Braun took his coat off and folded it over the table. He put the flashlight in his teeth and reached into the tunnel, grabbing the first square of timbers and pulling himself inside. The frozen soil on the tunnel floor melted un
derneath the warmth of Braun’s torso, soaking his shirt.
A clump of soil collapsed onto his back with a thud that stunned him. Braun sped up, dragging himself along the rough gravel-and-ice floor. Another chunk of soil fell in front of him, and he desperately pawed it to the sides. He pulled himself forward again with fingers that had lost all sensation from the cold until he found a hard cylinder. A hole was chipped through the concrete slab.
Gripping the edges of the hole, he pulled himself through, tipping over and falling down several feet. He crashed face-first into the wet concrete floor.

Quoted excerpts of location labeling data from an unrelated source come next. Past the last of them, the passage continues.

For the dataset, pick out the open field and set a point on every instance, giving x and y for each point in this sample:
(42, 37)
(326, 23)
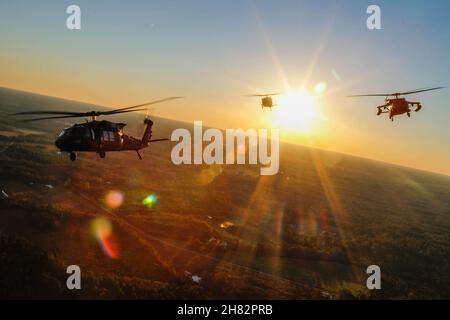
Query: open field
(308, 232)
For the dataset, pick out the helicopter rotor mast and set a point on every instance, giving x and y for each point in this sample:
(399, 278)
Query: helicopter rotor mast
(92, 114)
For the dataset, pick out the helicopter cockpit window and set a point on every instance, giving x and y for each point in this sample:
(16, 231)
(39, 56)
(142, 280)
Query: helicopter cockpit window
(105, 136)
(65, 132)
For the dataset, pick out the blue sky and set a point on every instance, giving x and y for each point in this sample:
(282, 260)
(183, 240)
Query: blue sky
(213, 52)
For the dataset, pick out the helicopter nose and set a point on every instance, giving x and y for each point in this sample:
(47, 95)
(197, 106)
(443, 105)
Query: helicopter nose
(58, 143)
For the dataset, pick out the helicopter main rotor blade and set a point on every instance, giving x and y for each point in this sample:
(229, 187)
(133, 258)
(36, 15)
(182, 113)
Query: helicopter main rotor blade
(46, 112)
(148, 103)
(420, 90)
(82, 115)
(117, 112)
(395, 94)
(263, 95)
(370, 95)
(47, 118)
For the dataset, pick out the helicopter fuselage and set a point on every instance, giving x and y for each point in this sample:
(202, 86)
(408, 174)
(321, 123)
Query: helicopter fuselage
(100, 137)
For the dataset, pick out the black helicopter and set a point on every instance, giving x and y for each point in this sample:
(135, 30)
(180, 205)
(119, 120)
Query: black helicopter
(395, 105)
(98, 136)
(266, 99)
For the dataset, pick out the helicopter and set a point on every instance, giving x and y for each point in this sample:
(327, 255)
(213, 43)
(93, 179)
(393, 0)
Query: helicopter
(396, 105)
(266, 99)
(98, 136)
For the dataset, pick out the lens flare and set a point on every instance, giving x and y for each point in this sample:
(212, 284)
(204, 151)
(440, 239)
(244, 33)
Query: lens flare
(320, 87)
(150, 200)
(297, 111)
(102, 230)
(114, 199)
(208, 175)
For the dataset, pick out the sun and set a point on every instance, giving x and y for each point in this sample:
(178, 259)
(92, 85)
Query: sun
(295, 111)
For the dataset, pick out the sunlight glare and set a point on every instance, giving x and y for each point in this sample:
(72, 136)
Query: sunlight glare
(296, 111)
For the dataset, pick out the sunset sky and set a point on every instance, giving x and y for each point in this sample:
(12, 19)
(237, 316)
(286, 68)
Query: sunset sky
(215, 52)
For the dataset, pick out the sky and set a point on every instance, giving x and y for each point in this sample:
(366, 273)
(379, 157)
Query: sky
(215, 52)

He sat down, wiped dirt from his eyes, and rubbed his glasses clean with his shirt. He felt the rounded walls, then found his flashlight in a puddle of water. He was inside a concrete tube.
A storm sewer.
He removed his glasses and rubbed his face. He thought of Nicole, and the phone call he’d have to make. He could feel her disappointment. She’d see him as weak, ineffective. And she’d be right.
Luka Pavić had escaped.
Part 2
The Hunt
15
Zagreb, Croatia
By the time the jet began descending into Zagreb International Airport, Luka had already dampened his anxiety with three vodkas and a Karlovačko beer. He gazed out the window, past the overweight German businessman who fumbled to clip his seatbelt. Through streaks of clouds, he saw the rolling green hills of the Zagorje region of Croatia. He felt surprisingly little; the sight of his homeland didn’t stir his emotions the way he often fantasized it would. Could he even call it home anymore?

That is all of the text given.